The first medical staff he encountered on their floor had been expecting him and grabbed his arm. Fighting the urge to throw him off and hurry to search himself, he let an Ancient with a white coat over his skinsuit lead him to the correct room. The door hung, and retracted, leaving it open to outside observation or immediate entry. He made use of the latter convenience without a second thought, finding Ni-6 in his path with a worrisome light present in his eyes.
"Before you see her, sir…it's bad."
"I came knowing that. Please move aside."
"It might suit you more to--"
"Ni-6. Please move aside; let me see her." There was a tone of finality in his voice, injected through the unconscious. He would not ask a third time.
Shoulders slumping, the younger between them did so. The path forward unobstructed, he crossed the room in three strides and halted beside a cot. Elevated, it hung from the ceiling with thin, taut cables. Its lone occupant looked small in comparison to the grand thing.
It was too large for her. That was his first thought. After looking her up and down, closing his eyes, and imprinting the vision vulnerability and proneness into his memory, a second bubbled to the surface.
'Where are her legs?'
Under the cooling sheets, there were no raised masses below her waist, like how her arms were--he turned away. "Ni-6."
"Sir?" He felt the presence at his shoulder. "Are you alright?"
"Yes." Amazing, that he could speak such nonsense with no quiver afflicting his lip, or tremor in the bowels of his throat. "Please remain with her for now."
"Until when?"
"Until she wakes. I…will come to visit then." As he was about to make for the exit, a detail stuck itself out for noticing, and that morphed into a thought he had neglected to address. He turned back, finding Ni-6 already lingering over her. "I will have a funerary memento made and sent to your family. For Ra-3." Being so close with the younger brother, he knew the eldest by some personal regard.

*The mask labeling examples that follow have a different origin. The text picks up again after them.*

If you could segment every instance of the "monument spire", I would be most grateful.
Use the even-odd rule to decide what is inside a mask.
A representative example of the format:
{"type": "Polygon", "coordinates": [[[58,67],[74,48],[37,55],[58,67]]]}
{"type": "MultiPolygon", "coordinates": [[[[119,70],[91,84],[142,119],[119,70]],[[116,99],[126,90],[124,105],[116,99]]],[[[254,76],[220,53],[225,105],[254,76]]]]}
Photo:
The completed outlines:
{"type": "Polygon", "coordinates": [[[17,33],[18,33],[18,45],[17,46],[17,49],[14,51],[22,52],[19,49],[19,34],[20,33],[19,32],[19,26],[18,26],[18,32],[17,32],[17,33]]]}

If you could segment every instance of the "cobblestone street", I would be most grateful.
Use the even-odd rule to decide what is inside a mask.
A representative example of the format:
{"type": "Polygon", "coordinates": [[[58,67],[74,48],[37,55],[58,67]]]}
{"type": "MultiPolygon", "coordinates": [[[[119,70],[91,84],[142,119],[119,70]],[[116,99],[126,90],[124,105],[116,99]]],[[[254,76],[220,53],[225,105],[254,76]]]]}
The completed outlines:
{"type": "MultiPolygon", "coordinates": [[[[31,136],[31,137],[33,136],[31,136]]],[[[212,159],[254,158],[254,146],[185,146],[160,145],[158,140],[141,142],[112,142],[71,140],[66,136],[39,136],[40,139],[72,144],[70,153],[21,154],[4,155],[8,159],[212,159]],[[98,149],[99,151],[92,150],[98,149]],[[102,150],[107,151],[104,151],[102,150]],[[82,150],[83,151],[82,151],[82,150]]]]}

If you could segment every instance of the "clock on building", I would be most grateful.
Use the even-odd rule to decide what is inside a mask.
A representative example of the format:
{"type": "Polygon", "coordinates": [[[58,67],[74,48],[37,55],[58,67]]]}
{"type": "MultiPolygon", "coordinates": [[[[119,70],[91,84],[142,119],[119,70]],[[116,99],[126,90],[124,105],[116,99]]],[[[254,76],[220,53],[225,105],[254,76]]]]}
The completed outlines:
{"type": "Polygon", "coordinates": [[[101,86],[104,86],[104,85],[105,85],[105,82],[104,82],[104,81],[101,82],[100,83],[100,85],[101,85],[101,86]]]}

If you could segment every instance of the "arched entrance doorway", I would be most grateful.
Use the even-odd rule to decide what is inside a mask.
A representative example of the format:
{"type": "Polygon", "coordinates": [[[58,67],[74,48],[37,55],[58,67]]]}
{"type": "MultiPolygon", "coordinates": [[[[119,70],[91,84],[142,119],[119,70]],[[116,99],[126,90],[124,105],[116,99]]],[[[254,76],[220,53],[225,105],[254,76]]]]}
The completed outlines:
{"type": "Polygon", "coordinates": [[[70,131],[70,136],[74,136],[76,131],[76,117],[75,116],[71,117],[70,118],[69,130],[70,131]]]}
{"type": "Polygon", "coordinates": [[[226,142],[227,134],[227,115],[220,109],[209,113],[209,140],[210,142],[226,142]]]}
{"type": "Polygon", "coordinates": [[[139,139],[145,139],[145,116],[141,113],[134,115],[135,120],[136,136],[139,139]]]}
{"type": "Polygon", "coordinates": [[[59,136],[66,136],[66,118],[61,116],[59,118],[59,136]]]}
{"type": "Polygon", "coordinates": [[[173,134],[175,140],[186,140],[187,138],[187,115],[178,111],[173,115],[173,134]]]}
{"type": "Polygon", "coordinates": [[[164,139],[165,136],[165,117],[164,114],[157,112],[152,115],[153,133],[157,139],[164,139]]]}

"Thank you, sir." Ni-6 tilted his head, the ghost of a smile eking a meager existence. "They would appreciate it."
His memory after that suffered, though he did remember sitting beside the Sixth Headman on his sofa and nodding, mindless, as the other droned, continuous, and inexhaustible. He had said some things, others were told to him and made more deals, the details of which eluded him every time he thought back to it. The most frustrating part of it? His HUD shut down during the discussion, undergoing quality management for its software, so he couldn't access the stored memories. He'd need to approach the Eighth and borrow their surveillance feeds later.
He found himself in a training hall, every sound he produced muffled to emerge no louder than a whisper as he swung a training blade. One: wide sweep. Two: form up and thrust. Three: backpedal into an overhead. His arms repeated the flowing motions until they burned and shook, and only then did he come back to himself, finally free, though for a mere moment or two, as Pa-5 faded from prominence.
He took a knee, grasping the hilt and grasping for fresh oxygen with deprived lungs. He blinked sweat from his eyes. His arms, moving through the cuts with enough speed to produce air resistance, had gone from heavy exertions to complete rest in a second, and the lack of gentle relaxation irked them. They made it their priority to inform him of this, aching and trembling worse than before. How long had he used the blade?